Man and boy, in one Starting Over
At 42, he craves excitement; but when he gets it, it proves too much for his heart. He’s saved by a transplant, but doesn’t feel like himself.
He becomes a teenager, aping the life of the donor of his heart. He grows his hair. He gets a tattoo, and wears ripped jeans and slogan T-shirts. Eschewing discipline, he gets leave from the police force, and lives with his parents in an untidy bedroom.
As a plot, this seems too neat; too clever and cynical. It could have made for a shallow book, if the author hadn’t shown such skill and subtlety. Tony Parsons knows his craft. In this, his sixth outing, the author of Man and Boy has produced a thought-provoking novel showing the pains of midlife, with all the multi-dilemmas we face, yet has lost none of his characteristic poignancy.
Parsons has done his research on a condition called cellular memory syndrome, by which recipients of organs take on the life of the donor. There’s a memorable scene where George confronts his surgeon, saying he’s desperate for his own life back. The surgeon is sceptical, but when George offers to fasten his bowtie for him, then fails, and mutters, ‘I used to know how to do it,’ the great man seems to believe him.
The new heart may not be the reason for George’s second adolescence. It could be a side effect of the cocktail of drugs he’s on to prevent rejection, or it could be that he is determined to make the most of this second chance at life. George meets fellow transplant patients through a patient-group. One of them, Larry, becomes a good friend and support. Noting how Larry’s family observe him as though his presence was too good to believe, George is jealous. How come his own family is falling apart?
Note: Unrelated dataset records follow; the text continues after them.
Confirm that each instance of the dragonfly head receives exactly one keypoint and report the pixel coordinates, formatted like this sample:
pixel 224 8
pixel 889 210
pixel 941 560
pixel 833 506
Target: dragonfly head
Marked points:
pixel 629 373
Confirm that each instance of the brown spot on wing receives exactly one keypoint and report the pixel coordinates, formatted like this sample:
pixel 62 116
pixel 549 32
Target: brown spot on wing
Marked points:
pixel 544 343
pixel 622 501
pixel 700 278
At first, the change in George reaps benefits. His desire for his beautiful wife surges back. He is able to talk to his teenage son, Rufus; to empathise with him, and his sister, and to help in a way that was impossible before.
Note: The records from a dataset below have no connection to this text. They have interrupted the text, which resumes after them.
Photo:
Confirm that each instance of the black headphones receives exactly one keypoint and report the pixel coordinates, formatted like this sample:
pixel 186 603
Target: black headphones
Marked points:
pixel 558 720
Soon, though, this congeniality misfires. His wife, Lara, gets fed up with being the only ‘bad guy.’ The kids discover that freedom isn’t all it’s cracked up to be. Both face a crisis. Will George be able to become a man again, and rescue the situation?
All the scenes in this novel feel authentic, but it’s the characterisation that got me hooked. Parsons is especially skilled at showing the fraught, though tender relationship between parents and their teenagers. The scenes between George and his daughter, Ruby, are bittersweet.
He deals with that relationship by including George’s parents. He analyses that time when the caring is done by the children, and not the parents. Above all, though, Starting Over, is a love story. George and the delicate dancer, Lara, may not seem a likely match; yet their love somehow endures, facing out all the problems.
And it’s not a selfish love. When Lara attains her dream, and dances the Tango in Buenos Aires, with another man, George watches entranced. He has never, he realises, loved her more. This is a tender, funny, and thought-provoking novel. One of the original proponents of lad-lit, Tony Parsons has come of age.